Sudan has said repeatedly it does not recognize the ICC and  will ignore its requests. It has already refused to hand over  two Sudanese men previously indicted by the court for alleged  crimes in Darfur.

The United Nations, which has thousands of peacekeeping  troops in Sudan, says they are not mandated to arrest Bashir  and will not attempt to do so unless their mandate is changed  by the Security Council — which diplomats says is unlikely.

So the debate among diplomats and analysts has been to what  extent the arrest warrant could restrict Bashir’s foreign  travel, reduce his international influence and possibly, in the  long run, weaken him politically at home.

In its statement, the ICC called on the 108 countries that  are parties to the Rome statute, U.N. Security Council members  that are not parties — who include the United States, Russia  and China — and “any other state as may be necessary” to  cooperate with the arrest warrant.

Bashir would appear to be most at risk of arrest if he  arrived in a country that is a party to the Rome statute.

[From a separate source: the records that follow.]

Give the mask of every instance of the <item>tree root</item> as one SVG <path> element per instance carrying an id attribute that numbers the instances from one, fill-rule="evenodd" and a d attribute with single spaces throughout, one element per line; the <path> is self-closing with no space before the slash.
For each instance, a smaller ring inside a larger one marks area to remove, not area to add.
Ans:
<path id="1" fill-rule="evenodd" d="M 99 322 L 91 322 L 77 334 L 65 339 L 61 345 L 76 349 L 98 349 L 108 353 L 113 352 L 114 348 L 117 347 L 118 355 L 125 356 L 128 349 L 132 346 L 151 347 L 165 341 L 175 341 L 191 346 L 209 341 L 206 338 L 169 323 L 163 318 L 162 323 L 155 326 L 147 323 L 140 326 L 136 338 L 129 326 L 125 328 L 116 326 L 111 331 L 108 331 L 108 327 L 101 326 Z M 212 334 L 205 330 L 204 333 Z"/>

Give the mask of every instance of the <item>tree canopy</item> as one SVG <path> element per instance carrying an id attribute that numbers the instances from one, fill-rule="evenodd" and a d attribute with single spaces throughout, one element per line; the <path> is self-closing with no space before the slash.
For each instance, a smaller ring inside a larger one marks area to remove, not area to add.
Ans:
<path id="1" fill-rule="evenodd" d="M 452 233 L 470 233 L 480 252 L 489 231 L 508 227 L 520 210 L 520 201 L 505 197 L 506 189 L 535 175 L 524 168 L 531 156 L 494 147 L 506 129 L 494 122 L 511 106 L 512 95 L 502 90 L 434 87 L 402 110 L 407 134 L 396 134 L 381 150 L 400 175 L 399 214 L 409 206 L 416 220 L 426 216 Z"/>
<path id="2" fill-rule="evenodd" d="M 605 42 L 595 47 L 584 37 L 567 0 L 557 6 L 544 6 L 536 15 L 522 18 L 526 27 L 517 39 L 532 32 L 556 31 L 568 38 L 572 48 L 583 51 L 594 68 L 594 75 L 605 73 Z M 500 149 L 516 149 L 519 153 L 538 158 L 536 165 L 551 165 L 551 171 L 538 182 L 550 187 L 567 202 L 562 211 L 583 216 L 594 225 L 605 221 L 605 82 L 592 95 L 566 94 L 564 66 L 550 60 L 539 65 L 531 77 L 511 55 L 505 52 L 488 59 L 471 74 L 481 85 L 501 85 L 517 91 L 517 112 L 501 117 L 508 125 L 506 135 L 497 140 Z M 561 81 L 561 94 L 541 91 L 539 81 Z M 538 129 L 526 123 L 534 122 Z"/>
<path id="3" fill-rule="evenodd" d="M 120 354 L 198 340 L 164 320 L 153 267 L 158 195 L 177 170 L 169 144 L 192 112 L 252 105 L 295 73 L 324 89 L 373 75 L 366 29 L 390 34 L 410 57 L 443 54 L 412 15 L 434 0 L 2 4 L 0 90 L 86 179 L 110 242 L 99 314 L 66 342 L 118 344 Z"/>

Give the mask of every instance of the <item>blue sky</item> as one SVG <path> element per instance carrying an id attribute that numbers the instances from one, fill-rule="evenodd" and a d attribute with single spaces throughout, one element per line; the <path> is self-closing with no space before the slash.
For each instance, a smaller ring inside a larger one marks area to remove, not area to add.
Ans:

That effectively allows him to travel most of the Arab  world, since of the 22 Arab League members, only Jordan,  Djibouti and the Comoros have signed and ratified the statute.  Sudan says Bashir will attend a League summit in Doha, Qatar,  later this month.

Thirty African states are parties, but Ethiopia, which  hosts the headquarters of the African Union, is not one. Bashir  attended an AU summit in Addis Ababa just last month.

Both the Arab League and the AU have criticized the arrest  warrant as a threat to peace prospects in Darfur and both  organizations are sending delegations to New York to try to  persuade the Security Council to defer it. Veto-holders the  United States, Britain and France oppose any deferral.

Western countries say that for a state belonging to the  ICC, its obligation to carry out an arrest warrant outweighs  any other consideration. But an African country thinking of  accepting a visit by Bashir might argue that he is immune to  arrest as a head of state.

The ICC warrant may not even stop diplomatic contacts with  Bashir. The U.N. envoy of one major Western state said his  country would cut “non-essential” contacts with the Sudanese  leader but that “essential” contacts might include an  ambassador’s presentation of credentials in Khartoum.

U.N. spokeswoman Michele Montas said U.N. officials “will  continue to deal with President al-Bashir when they need to do  so.”